O fato de considerar samba uma coisa de bamba – aquele que é perito da ginga, tem swing na palma das mãos e dos pés, é bom naquilo que faz – não intimidou Elísio, que enfrentou o desafio de equilibrar, em uma peça musical, a música e o drama. “O repertório é todo composto de canções clássicas. O samba é muito forte. Tínhamos o risco do texto não ficar tão interessante quanto as canções. Por isso, optei por uma linguagem metafórica. Cheia de imagens e totalmente ritmado”, conta o roteirista. “É um texto dramático bem musical, dançado. Brinco com a linguagem e misturo humor e drama. Mas a base dele é propor todo o tempo imagens, assim como a letra de uma canção”, completa o autor.
Sem a pretensão de esgotar em um espetáculo a rica história do samba, o texto coloca em cena três cantores da noite, que convidam o público para um passeio “pelo melhor do mais brasileiro dos ritmos”. Crooners de uma casa de shows, Rosa do Morro, João do Pandeiro e Zé da Quebrada, vividos pelos atores Heloísa Jorge (novela Gabriela), Guilherme Silva (minissérie O Canto da Sereia) e Esdras de Lúcia (musical Ary Barroso), respectivamente. As músicas – da elite do samba brasileiro, vão de Paulinho da Viola, Paulo Cesar Pinheiro, Caetano Veloso, a Agepê e Benito de Paula – adquirem sentido especial durante o espetáculo, evidenciando as relações pessoais e histórias das personagens.
Fino e negro
Além do mais popular dos ritmos brasileiros de todos os tempos, o samba também tem cor e, portanto, não tem como não falar de racismo, ressalta Elisio. “Uma coisa importante é que o nosso espetáculo é ‘fino’ e é ‘negro’, e tudo isso no samba. Quem assistir ao musical vai ver a nobreza do samba e do negro. A elegância, a poesia, o humor e a inteligência. Temos orgulho desse samba. O samba é sofisticado, mas apenas os sofisticados de verdade podem compreender isso”, destaca o autor da peça. E o samba também é resistência, como destaca o diretor do musical, o também baiano Kleber Borges Sobrinho. “Assim como o candomblé e a capoeira, o samba é uma espécie de quilombo, onde toda uma cultura subestimada e escravizada despejou sua sabedoria, moldou sua proteção e, de forma inteligente, criativa e mágica, disfarçou um gigantesco ato de resistência: a consciência de seu valor”, sublinha Sobrinho.

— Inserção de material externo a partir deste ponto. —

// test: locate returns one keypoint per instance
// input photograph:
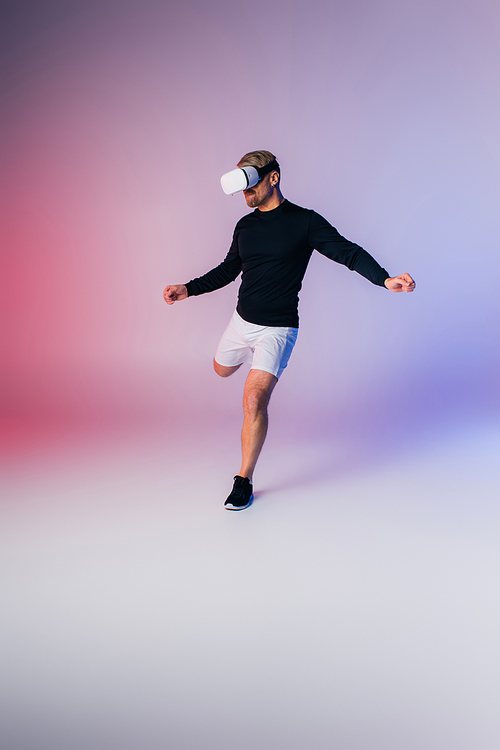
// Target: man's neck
(274, 200)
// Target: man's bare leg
(224, 372)
(258, 388)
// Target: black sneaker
(241, 496)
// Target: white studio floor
(354, 609)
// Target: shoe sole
(229, 506)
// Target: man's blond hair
(257, 159)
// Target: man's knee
(257, 394)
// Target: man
(271, 248)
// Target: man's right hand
(174, 293)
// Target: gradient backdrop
(117, 120)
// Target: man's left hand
(403, 283)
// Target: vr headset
(243, 178)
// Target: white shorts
(268, 348)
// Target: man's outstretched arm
(174, 293)
(403, 283)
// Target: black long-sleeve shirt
(272, 250)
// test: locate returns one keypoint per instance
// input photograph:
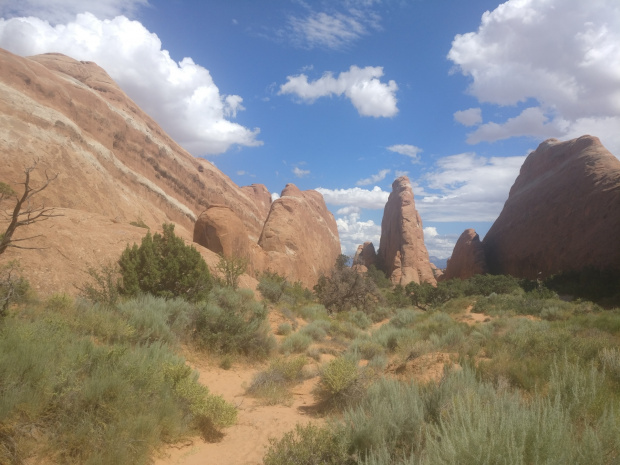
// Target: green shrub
(271, 285)
(284, 329)
(379, 313)
(313, 312)
(366, 348)
(358, 318)
(342, 383)
(230, 270)
(488, 284)
(378, 277)
(404, 317)
(272, 384)
(309, 445)
(157, 319)
(232, 322)
(610, 359)
(297, 294)
(165, 267)
(87, 398)
(295, 343)
(317, 329)
(345, 289)
(103, 287)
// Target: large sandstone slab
(402, 254)
(467, 259)
(563, 212)
(114, 161)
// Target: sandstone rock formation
(365, 256)
(220, 230)
(467, 259)
(300, 237)
(402, 254)
(563, 212)
(113, 161)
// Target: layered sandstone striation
(563, 212)
(402, 254)
(300, 237)
(467, 259)
(114, 162)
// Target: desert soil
(246, 442)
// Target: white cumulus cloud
(181, 97)
(60, 11)
(530, 122)
(380, 176)
(564, 54)
(469, 117)
(410, 151)
(374, 199)
(335, 30)
(298, 172)
(466, 187)
(353, 232)
(439, 245)
(362, 86)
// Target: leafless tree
(24, 212)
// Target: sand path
(246, 442)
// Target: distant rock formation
(402, 254)
(116, 166)
(300, 236)
(467, 259)
(563, 212)
(365, 257)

E como “o samba tem várias mães, esposas e filhos”, “falar de samba é preciso ir a onde o povo do samba está”, enfatiza Elisio. Embora São Paulo seja o berço desse espetáculo, em 2014 o musical deverá ser levado aos palcos do Rio, Bahia e de outros estados ainda não definidos.
Tempero baiano
A equipe é mesclada entre baianos e paulistas, mas apenas artistas negros formam o elenco de “O fino do samba”. Heloisa Jorge, atriz angolana radicada no Brasil há dezesseis anos, natural da Luanda Norte, é graduada em Artes Cênicas pela Universidade Federal da Bahia e atua no cenário teatral baiano desde 2003. Guilherme Silva atuou na minissérie “O Canto da Sereia” e espetáculos como “Sonho de Uma Noite de Verão”, “Cabaré da Raça” e “Breve”. Esdras de Lúcia é ator, cantor, músico e compositor. Formado em gastronomia, trocou a cozinha pelos palcos há alguns anos.
As músicas são executadas ao vivo e um corpo de baile complementa as cenas. Os arranjos são do musicista Bruno Elisabetsky e a preparação vocal é de Daniel Maia.